Integrative analysis of exogenous auxin mediated plant height regulation
in moso bamboo ( Phyllostachys edulis )
Auxin is important in regulating bamboo growth and development.
Naturally grown moso bamboo shoots were treated with auxin, and changes
in endogenous hormones were determined by a selective
response/multi-response monitoring–targeted metabolomics approach.
Gibberellin and cytokinin were significantly upregulated, while auxin
inhibitor treatment also resulted in endogenous hormone disruption.
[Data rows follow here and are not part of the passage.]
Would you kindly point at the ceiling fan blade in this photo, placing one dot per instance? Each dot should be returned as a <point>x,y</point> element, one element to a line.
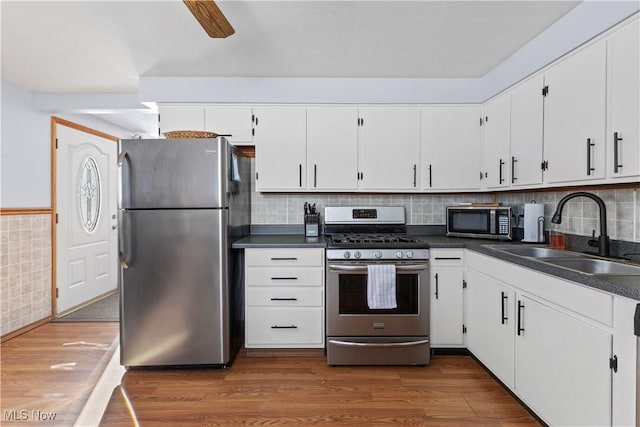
<point>210,17</point>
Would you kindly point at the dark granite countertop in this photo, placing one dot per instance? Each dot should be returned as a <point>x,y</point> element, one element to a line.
<point>279,241</point>
<point>627,286</point>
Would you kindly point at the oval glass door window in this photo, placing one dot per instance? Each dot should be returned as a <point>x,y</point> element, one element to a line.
<point>89,193</point>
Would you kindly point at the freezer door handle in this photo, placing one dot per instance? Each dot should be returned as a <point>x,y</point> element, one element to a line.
<point>123,262</point>
<point>121,157</point>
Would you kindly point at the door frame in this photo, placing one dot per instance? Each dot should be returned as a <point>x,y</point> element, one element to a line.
<point>55,121</point>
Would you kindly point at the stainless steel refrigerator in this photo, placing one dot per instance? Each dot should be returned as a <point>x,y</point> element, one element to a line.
<point>182,203</point>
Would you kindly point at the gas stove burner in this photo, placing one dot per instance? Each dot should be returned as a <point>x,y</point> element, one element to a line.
<point>384,239</point>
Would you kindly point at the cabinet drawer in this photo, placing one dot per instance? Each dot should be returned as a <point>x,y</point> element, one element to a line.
<point>284,327</point>
<point>446,257</point>
<point>285,276</point>
<point>292,296</point>
<point>285,257</point>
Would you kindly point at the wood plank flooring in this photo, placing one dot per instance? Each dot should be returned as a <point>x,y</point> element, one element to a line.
<point>49,372</point>
<point>297,391</point>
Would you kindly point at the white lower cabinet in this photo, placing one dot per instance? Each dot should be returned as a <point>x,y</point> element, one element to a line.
<point>284,298</point>
<point>562,366</point>
<point>447,274</point>
<point>490,323</point>
<point>551,341</point>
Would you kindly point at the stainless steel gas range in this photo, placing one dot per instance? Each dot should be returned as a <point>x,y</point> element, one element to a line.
<point>377,307</point>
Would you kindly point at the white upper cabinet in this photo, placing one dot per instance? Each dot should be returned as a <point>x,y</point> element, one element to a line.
<point>389,148</point>
<point>176,117</point>
<point>574,142</point>
<point>623,136</point>
<point>280,139</point>
<point>527,111</point>
<point>450,148</point>
<point>230,120</point>
<point>332,148</point>
<point>495,142</point>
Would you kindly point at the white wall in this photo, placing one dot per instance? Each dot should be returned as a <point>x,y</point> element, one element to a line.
<point>25,148</point>
<point>25,153</point>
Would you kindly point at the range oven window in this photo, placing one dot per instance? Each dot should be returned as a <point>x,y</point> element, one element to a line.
<point>469,221</point>
<point>353,295</point>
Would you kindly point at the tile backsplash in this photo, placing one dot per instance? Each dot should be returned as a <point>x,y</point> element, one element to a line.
<point>580,215</point>
<point>25,270</point>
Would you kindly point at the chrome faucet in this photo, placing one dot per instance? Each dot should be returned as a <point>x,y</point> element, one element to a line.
<point>601,242</point>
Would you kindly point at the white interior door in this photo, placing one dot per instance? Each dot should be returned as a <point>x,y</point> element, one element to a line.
<point>86,185</point>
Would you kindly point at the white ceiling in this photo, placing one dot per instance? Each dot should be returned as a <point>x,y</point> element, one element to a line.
<point>105,46</point>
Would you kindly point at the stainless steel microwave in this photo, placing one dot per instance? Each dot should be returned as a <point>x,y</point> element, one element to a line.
<point>487,222</point>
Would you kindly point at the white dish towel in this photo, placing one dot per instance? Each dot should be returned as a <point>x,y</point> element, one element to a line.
<point>381,286</point>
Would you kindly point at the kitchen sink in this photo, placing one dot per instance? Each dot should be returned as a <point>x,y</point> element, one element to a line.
<point>536,252</point>
<point>594,266</point>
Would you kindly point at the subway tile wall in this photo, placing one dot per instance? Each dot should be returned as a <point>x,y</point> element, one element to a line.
<point>25,270</point>
<point>580,215</point>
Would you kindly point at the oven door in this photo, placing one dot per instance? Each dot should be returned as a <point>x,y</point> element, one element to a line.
<point>348,313</point>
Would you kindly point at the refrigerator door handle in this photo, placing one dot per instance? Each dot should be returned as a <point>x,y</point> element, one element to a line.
<point>125,241</point>
<point>124,184</point>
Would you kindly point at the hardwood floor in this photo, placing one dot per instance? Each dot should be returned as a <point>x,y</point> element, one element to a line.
<point>53,368</point>
<point>266,391</point>
<point>49,372</point>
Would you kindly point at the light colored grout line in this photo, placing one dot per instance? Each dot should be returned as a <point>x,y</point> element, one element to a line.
<point>95,406</point>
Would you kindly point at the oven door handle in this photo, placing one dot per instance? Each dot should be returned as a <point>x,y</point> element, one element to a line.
<point>387,345</point>
<point>411,267</point>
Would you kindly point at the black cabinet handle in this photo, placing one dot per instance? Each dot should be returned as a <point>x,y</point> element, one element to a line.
<point>616,141</point>
<point>520,315</point>
<point>415,175</point>
<point>315,175</point>
<point>502,303</point>
<point>589,145</point>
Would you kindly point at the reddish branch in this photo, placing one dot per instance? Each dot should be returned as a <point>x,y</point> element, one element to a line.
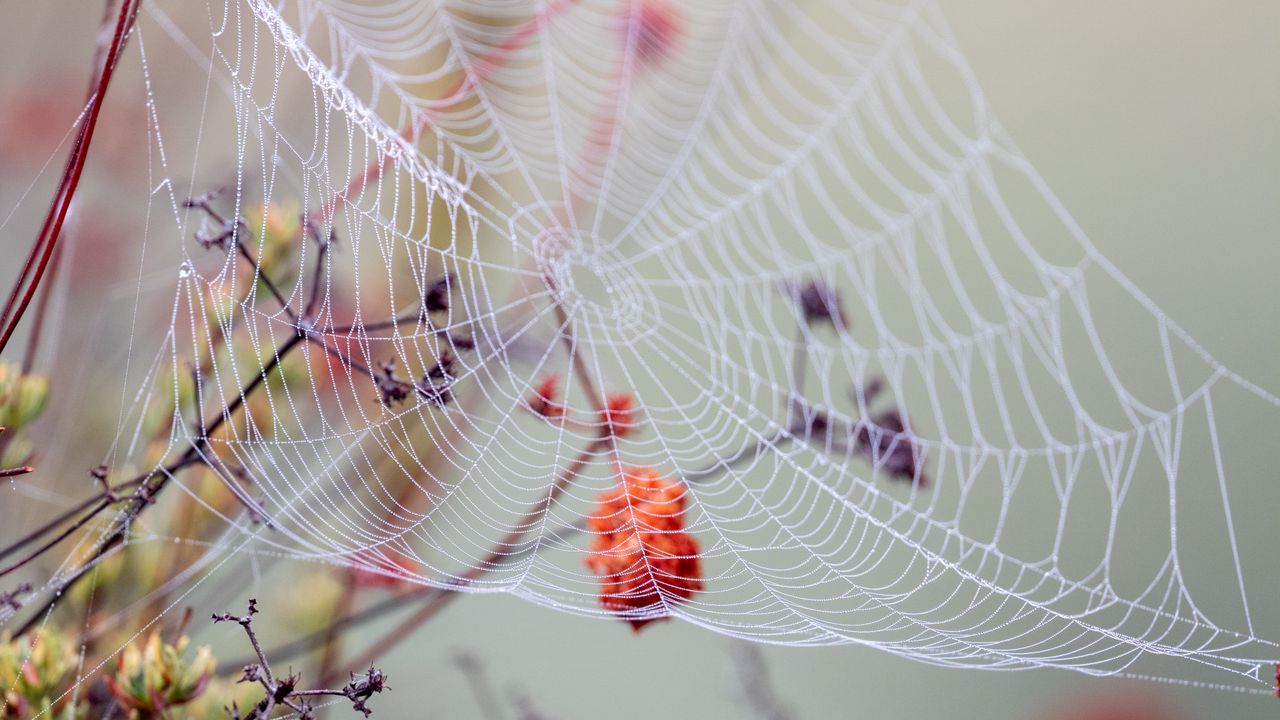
<point>37,260</point>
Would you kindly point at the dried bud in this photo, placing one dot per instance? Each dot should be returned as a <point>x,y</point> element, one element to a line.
<point>890,446</point>
<point>437,296</point>
<point>618,415</point>
<point>818,302</point>
<point>364,687</point>
<point>640,551</point>
<point>392,388</point>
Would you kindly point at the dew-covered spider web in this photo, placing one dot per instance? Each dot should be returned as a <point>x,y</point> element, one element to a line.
<point>649,182</point>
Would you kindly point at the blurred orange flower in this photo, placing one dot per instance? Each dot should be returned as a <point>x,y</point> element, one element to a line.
<point>640,550</point>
Transcriptome sequencing using Oxford Nanopore Technology revealed that
the regulation of internode length by auxin is mainly through three
pathways at the transcriptional, translational and post-translational
levels. The pathways are phytohormone signaling, amino acid synthesis
and protein processing, and energy metabolism. The transcription factors
that play major regulatory roles include ethylene response factor, WRKY
and MYB transcription factor, NAC structural domain protein and basic
leucine zipper protein. A gene regulatory network was constructed and
screened, and we cloned the core regulatory gene— PheAUX/IAA34.
We found that there may be crosstalk between auxin signaling and
jasmonic acid signaling, and verified that auxin can co-regulate growth
with plant hormones by transgenic and yeast two-hybrid experiments. The
results demonstrated that auxin-mediated height regulation in bamboo
mainly regulates internode length rather than node numbers. For single
internodes, auxin mainly regulates internode elongation by promoting
cell elongation. High-quality bamboo internode materials for production
can be obtained by auxin treatment, which can provide a reference for
bamboo plant height regulation research.